Tuesday, February 24, 2009
I Don't Like It: Harem Pants
If you saw any photos from the runway shows at New York Fashion Week, you may have noticed that the 70's/80's Redux is continuing...and now we're recycling the absolute worst parts of it. Really, the parts everyone jokes about they will now be wearing. Quick, everyone, scour the thrift stores for all the crap that usually gets left behind.
Don't know what i'm talking about? A summary: Marchesa is pimping brightly colored jumpsuits with unattractive bows. Marc Jacobs showed a bright pink jacket with heavy shoulder pads that screamed "Tess McGill, wear me!". And Donna Karan? Well, they look like, no, they are the belted jackets my mother wore around the time of my birth. Holy jesus.

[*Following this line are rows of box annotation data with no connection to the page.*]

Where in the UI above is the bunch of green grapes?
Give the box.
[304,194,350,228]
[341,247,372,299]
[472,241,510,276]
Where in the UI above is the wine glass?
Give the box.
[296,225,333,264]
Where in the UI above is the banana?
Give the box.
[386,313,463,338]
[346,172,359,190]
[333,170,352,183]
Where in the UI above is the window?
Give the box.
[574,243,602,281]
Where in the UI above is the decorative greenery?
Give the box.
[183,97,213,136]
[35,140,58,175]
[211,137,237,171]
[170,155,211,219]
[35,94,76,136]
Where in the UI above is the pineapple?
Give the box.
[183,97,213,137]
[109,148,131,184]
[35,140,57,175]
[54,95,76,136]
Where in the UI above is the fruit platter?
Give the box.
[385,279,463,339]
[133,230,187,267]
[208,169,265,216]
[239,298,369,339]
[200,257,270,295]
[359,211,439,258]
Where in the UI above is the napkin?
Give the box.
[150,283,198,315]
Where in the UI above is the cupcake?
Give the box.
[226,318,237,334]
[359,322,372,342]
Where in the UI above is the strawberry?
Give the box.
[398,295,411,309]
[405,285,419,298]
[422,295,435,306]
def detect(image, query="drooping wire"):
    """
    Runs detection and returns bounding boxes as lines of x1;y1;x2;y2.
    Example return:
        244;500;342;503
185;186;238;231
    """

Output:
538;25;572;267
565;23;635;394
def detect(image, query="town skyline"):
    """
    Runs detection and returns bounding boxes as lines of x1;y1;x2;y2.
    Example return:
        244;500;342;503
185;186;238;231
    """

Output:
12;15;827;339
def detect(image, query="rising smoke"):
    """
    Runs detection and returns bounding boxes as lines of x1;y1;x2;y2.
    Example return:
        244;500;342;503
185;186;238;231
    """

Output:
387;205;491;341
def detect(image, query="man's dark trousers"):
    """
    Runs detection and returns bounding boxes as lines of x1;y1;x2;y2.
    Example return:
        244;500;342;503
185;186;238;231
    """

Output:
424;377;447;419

The worst part? This is merely an extension of the showings last fall, and thus the offending items are already trickling into stores near you. If you open the March issue of Elle, inside you will find things worse than Jessica Alba. You will find a solid 10 or so page trend report of vomit-inducing resurgences. The shoulder pads. The grandma purses. The Harem Pant.
Yes. Harem Pants. They're back. Surprise! On the Elle website, there's actually a style tip section called: "How Can I Make Spring's Slouchy Trousers Work For Me?"
My Answer: YOU CAN'T.
Elle's Answer: "But that's the beauty of them: They're unique enough that you don't need anything else to look chic. You're the girl rocking those cool pants in a roomful of boot-cut denim and overly thought-out accessories! That's a very cool thing to be." (Source)
OMG. OMFG. zOMFG. You're joking, right? First, i remember the last time this happened, and thankfully i was young enough not to be a part of it (though i did have my fair share of patterned windbreakers as a child, bad scene) and looking back, it's like we made it through a small apocalypse. Thus, i, for one, will not be participating in this trend. Hell to the naw.
When an item of clothing can be described (by fashion rags, not me) as having a "Paper-bag waist" it is not a good thing, ladies and gentlemen. These pants, with their billows of fabric, low slung crotches, and pegged legs will not make you look "coltish" and "long-limbed" (especially if you're short). They will make you look like MC Hammer possibly wearing a diaper. Thus, you know the only people who will wear these pants are tall fashionistas, and ironic-minded hipsters (Case in point: Silence & Noise already offers a slightly more tailored version of the Harem pant available through Urban Outfitters) who will (let's face it) wear anything ugly in an effort to look painfully chic (it only works sometimes).
Don't do it. If you ignore it, it will go away. This is like a gateway drug to a word of hurt. Harem pants lead to a photo album full of bad outfits that you'll be looking at in 2020 and seriously regretting. Think of future you.